Diese Abhängigkeit von realwirtschaftlichen Hoffnungsträgern, auf die sich die Gewinnerwartungen beziehen, erklärt die spezifische Krisenträchtigkeit der Epoche des fiktiven Kapitals. Immer wenn sich solche Erwartungen als Illusionen erweisen und Spekulationsblasen platzen, verliert das angehäufte fiktive Kapital schlagartig seine Gültigkeit und die Bildung von neuem fiktivem Kapital gerät ins Stocken. Wie zuletzt in der globalen Krise von 2008, droht dann eine wirtschaftliche Abwärtsspirale, in welcher der durch die Aufblähung des Finanzüberbaus überspielte basale Krisenprozess manifest wird. Verhindern lässt sich das nur auf einem Weg: durch die Schaffung neuer, noch größerer Mengen an fiktivem Kapital, dessen Akkumulation durch Gewinnerwartungen auf anderen Feldern der Realwirtschaft genährt wird. Doch je länger die Epoche des fiktiven Kapitals andauert, desto schwerer fällt es, solche neuen Felder realwirtschaftlicher Hoffnungsträger zu erschließen, während sich gleichzeitig fortlaufend die Ansprüche auf zukünftigen Wert, die eigentlich schon gar nicht mehr einlösbar sind, immer höher auftürmen. Hierin liegt die innere Schranke des von der finanzindustriellen Akkumulation getragenen Kapitalismus.

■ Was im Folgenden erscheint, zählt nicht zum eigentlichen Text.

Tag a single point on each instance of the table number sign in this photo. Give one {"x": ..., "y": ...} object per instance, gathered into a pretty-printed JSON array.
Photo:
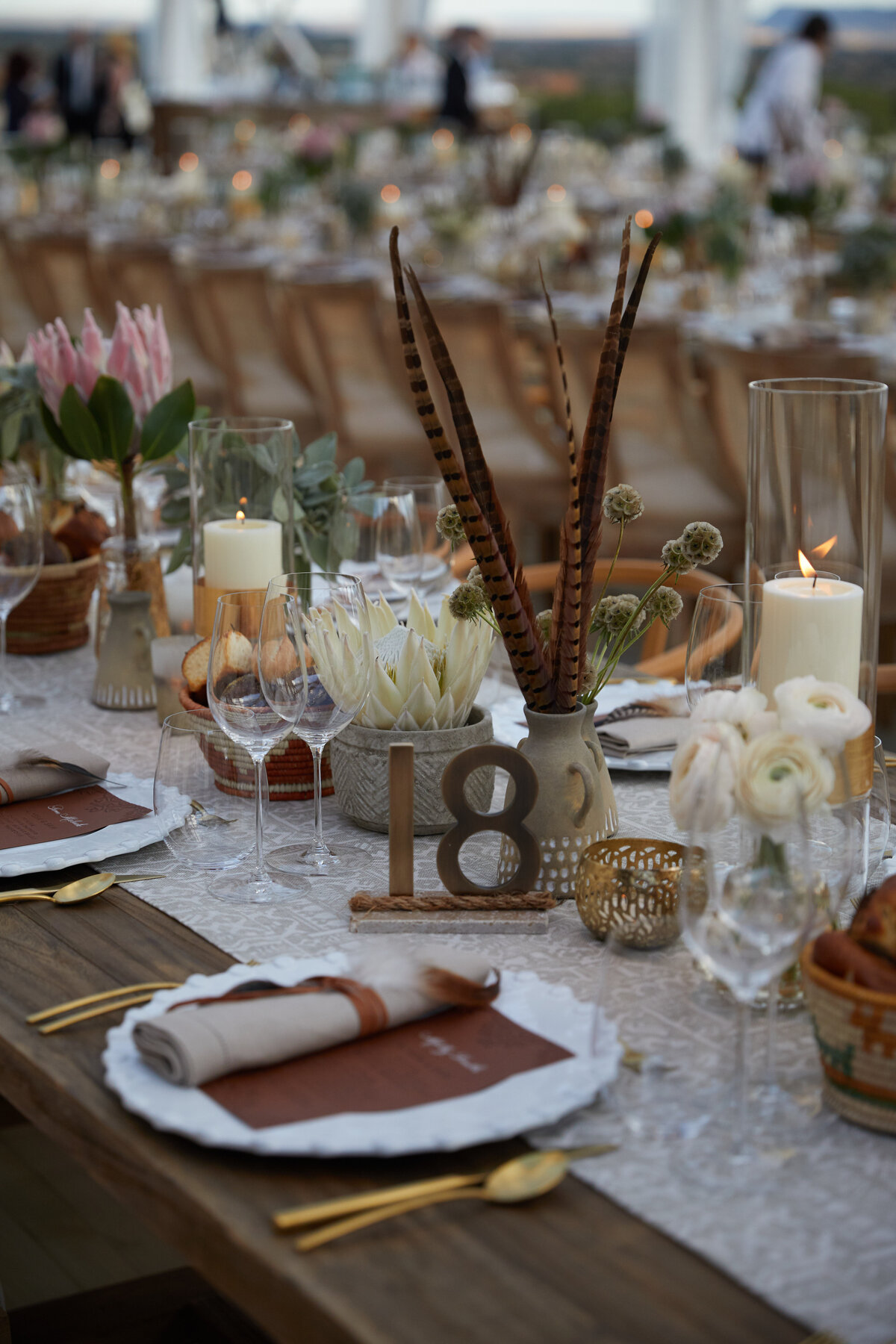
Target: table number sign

Mit dem Finanzcrash von 2008 war diese innere Schranke eigentlich schon erreicht. Nur die massive und koordinierte Intervention der wichtigsten Regierungen und Zentralbanken verhinderte, dass die Weltwirtschaft in einen Abwärtsstrudel ungeheuren Ausmaßes geriet. Seither wird die Akkumulation des fiktiven Kapitals im Kern nur noch durch die Politik der Zentralbanken in Gang gehalten, die riesige Mengen Umsonstgeld in die Finanzmärkte schleusen und die Regierungen großenteils durch den massenhaften Ankauf von Staatsanleihen direkt finanzieren. Zwar findet auch weiterhin eine Akkumulation von privatem (also nicht-staatlichem) fiktivem Kapital statt, die sich auf bestimmte realwirtschaftliche Hoffungsträger bezieht (Immobilien, Künstliche Intelligenz, Elektromobilität etc.), doch steht dieses nicht mehr im Zentrum der Dynamik an den Finanzmärkten, sondern ist weitgehend abhängig von den Geldgeschenken der Zentralbanken.[5]

Wenn wir die Akkumulation des fiktiven Kapitals nun nicht mehr bloß als „Scheinakkumulation“ begreifen, sondern als eine spezifische Form der Akkumulation, die ihren eigenen Gesetzen folgt (und ihre eigenen inneren Schranken besitzt), dann können wir auch genauer bestimmen, welche Konsequenzen sich daraus für die Kategorie der Arbeit ergeben – und damit natürlich auch für die Masse der Menschen, die auf den Verkauf ihrer Arbeitskraft angewiesen sind. Zunächst ergibt sich, dass die Arbeit, ökonomisch betrachtet, einen ganz grundsätzlichen Bedeutungsverlust erfährt, wenn das Kapital sich nicht mehr maßgeblich durch die Vernutzung von Arbeitskraft vermehrt sondern sich direkt auf sich selbst bezieht.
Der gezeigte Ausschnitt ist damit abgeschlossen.